Anthony, my tip:  memorize all thats posted above (well, you don't have to memorize Princesses shpeel, but those thing do happen so take them in). You'll do just fine. Relaxing is the key and that will take a while to do.


----------



## MedicPrincess (Oct 12, 2005)

> _Originally posted by Wingnut_@Oct 12 2005, 04:13 AM
> * (well, you don't have to memorize Princesses shpeel, but those thing do happen so take them in). *


 HEY!!!!  Now your talking about me like I am Jon     



Seriously Anthony...If you can remember what FFEMT said, you will go very far.  It doesn't matter if it is the 3 a.m. toe pain for 6 weeks but tonights its worse call or the any time Cardiac Arrest, remember YOU are the one with the training.  Your there to help.  Its their (the patients or families) Emergency, there is no need for you to spaz out with them.  
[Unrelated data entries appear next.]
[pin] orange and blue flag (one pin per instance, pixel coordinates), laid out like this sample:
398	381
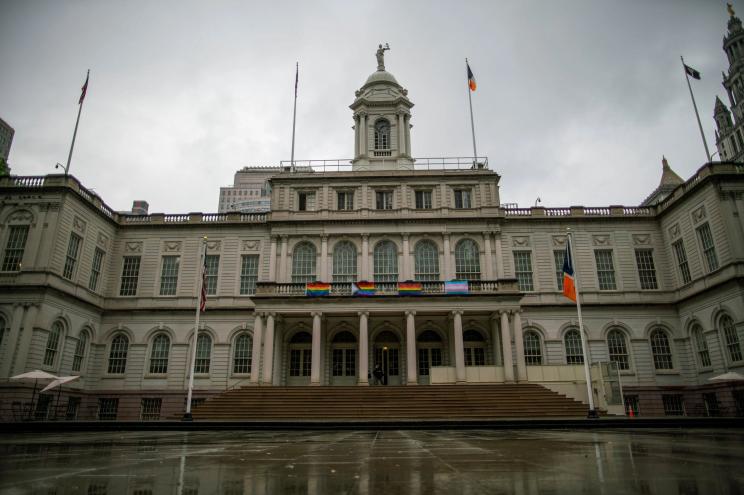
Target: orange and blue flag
471	78
569	286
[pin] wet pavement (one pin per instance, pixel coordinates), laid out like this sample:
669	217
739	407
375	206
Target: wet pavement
375	462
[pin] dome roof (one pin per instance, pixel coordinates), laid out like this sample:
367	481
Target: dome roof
381	76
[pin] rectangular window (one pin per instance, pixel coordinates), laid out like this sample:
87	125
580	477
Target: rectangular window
129	276
384	200
72	252
559	256
523	270
463	198
423	200
95	269
674	404
150	408
345	200
107	408
709	249
14	248
169	275
306	201
684	267
646	269
248	274
605	269
212	264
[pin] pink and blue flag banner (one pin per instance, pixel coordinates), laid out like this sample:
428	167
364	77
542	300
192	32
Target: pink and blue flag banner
363	288
456	287
317	289
409	288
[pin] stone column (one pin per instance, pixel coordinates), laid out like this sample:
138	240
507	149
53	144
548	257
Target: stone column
406	268
11	341
489	255
256	352
283	260
272	260
499	255
267	377
411	375
506	348
363	348
25	336
365	257
446	265
460	374
519	344
315	365
324	259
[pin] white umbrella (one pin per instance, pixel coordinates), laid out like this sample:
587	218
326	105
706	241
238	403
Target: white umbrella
35	375
58	382
731	376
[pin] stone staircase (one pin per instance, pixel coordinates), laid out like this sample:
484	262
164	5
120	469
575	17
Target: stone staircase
442	402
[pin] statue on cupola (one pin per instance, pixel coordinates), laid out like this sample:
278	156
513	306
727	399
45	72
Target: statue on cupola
382	128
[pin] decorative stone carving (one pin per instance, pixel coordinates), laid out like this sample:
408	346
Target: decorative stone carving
698	214
641	239
602	240
521	241
172	246
133	247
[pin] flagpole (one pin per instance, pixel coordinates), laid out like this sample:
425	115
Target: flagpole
74	134
694	105
584	344
294	113
472	125
202	254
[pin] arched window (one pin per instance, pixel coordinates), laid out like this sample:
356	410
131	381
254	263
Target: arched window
701	346
427	261
203	353
475	348
118	355
303	263
618	349
382	135
80	348
731	338
159	354
532	348
386	262
572	341
661	351
242	355
467	260
52	344
344	262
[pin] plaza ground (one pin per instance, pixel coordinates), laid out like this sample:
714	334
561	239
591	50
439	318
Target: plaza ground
474	461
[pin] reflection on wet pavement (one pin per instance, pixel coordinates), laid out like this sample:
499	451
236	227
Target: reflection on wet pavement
375	462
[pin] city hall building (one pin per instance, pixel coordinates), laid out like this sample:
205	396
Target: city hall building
111	296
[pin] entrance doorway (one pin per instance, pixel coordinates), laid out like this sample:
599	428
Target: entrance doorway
387	355
300	359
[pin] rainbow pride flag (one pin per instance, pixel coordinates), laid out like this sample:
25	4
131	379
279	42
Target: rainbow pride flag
317	289
363	288
409	288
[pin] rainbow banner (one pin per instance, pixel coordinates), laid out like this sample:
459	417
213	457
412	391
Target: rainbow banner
409	288
317	289
363	288
456	287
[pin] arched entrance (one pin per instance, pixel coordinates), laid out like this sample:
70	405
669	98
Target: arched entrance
387	355
343	359
429	345
300	359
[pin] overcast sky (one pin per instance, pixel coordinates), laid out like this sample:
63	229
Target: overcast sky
577	101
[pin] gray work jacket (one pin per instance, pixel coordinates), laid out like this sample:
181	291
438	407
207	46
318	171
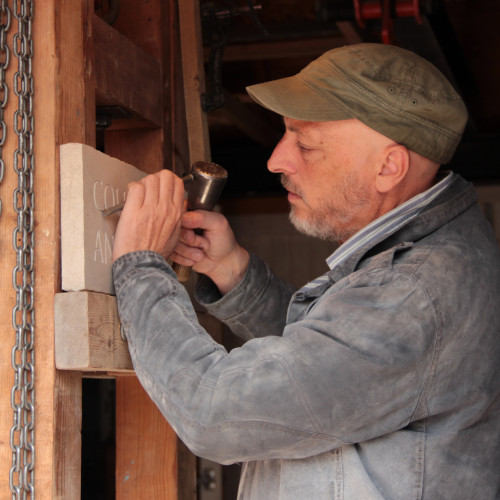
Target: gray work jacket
382	384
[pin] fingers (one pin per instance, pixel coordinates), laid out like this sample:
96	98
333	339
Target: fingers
151	218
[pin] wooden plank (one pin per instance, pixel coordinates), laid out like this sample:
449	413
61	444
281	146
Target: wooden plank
135	474
87	333
90	182
126	75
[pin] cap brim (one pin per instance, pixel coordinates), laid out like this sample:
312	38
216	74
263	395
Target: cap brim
293	98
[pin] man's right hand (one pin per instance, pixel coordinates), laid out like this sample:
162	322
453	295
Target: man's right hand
215	252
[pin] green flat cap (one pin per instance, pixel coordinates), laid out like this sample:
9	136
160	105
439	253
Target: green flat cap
390	89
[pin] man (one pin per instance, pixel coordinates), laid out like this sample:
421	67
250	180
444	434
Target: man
380	379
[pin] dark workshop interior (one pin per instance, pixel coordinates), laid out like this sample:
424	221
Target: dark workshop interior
247	42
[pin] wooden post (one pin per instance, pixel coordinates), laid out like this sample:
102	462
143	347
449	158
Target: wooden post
65	68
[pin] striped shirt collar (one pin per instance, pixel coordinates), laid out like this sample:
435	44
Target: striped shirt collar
382	227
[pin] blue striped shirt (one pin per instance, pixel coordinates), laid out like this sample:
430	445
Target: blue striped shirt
384	226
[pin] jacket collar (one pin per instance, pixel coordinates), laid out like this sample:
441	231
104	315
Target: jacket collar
459	196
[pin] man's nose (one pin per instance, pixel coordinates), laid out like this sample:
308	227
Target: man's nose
281	159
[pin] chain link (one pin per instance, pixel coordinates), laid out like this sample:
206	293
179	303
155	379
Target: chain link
22	436
4	64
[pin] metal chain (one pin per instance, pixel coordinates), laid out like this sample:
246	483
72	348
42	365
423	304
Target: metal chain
22	436
4	63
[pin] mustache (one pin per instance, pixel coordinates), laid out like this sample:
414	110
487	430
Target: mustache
289	186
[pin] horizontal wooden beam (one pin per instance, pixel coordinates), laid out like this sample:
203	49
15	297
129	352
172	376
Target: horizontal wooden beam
126	76
87	333
311	47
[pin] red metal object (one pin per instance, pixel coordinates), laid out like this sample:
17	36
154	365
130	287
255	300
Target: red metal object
381	9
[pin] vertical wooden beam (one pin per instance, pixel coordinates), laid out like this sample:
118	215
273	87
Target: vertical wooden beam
146	446
64	109
194	79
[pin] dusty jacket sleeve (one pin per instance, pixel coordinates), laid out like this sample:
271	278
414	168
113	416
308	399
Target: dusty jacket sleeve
351	370
260	295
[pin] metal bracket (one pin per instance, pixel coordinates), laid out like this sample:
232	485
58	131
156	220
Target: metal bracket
216	25
386	10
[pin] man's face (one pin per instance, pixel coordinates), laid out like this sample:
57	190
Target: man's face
327	169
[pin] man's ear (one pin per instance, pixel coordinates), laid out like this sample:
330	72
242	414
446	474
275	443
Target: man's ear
393	167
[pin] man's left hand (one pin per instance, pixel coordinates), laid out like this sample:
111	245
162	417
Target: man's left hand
151	217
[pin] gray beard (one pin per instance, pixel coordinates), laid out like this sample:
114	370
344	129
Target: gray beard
331	223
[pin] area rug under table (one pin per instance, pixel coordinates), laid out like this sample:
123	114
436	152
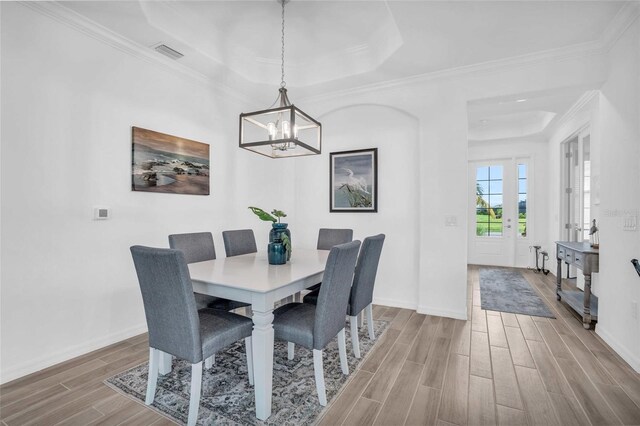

Trust me, once you get all hyper on scene, your ability to function adequately will diminish in accordance with how excited you are.

Also keep in mind, when the crappola really starts to fly and you suddenly forget everything you are supposed to know....take a step back, take a deep breath, reach way back deep in your memory and remember the basics.  Just like Kindergarden, EMS all begins with the ABC's.  Without that basic fundamental, you have nothing.

Good luck.  You'll do great.


----------



## Chimpie (Oct 12, 2005)

As Princess said, always remember your ABC's.  

And check out the signatures here.  While funny, the usually provide good advice.

"If it's wet and sticky and not yours, leave it alone."  (Remember BSI)

"Air goes in and out, blood goes round and round.  Any variation of this is a bad thing." (Again, ABC).  

And remember this, as morbid as it sounds.  If you do something that kills the patient, you know what to do... CPR.    

Chimp


----------



## ndilley (Oct 12, 2005)

I'm also a new emt for a county service these tips are great guys thanks...


----------



## Jon (Oct 12, 2005)

these are all great tips, here are a few more:

1. Utilize your MDT.

2. Buy a "good" stethascope

3. Always bring your own "good" stethascope with you

4. Always have a spare stethascope for when you lose your "good one"

5. Remember the Boy Scout motto.... "Be Prepared." That overdose could be a code. That "sick person, BLS" can easily be a code, and the "Injured person, BLS" can be suffering from high-velocity lead poisioning.

6. I must reinforce this.... always ask if you don't know, and say if you aren't sure.


Welcome, all, and hope to hear from you more

`Jon


----------



## TTLWHKR (Oct 12, 2005)

1. Welcome

2. Don't feed Jon

3. Don't spend more than 30 bucks on any stethoscope, they are only as good as the person using it

4. Vicks VapoRub.. Get some, make sure it isn't the odorless and greaseless kind.. You'll need this for the smelly calls.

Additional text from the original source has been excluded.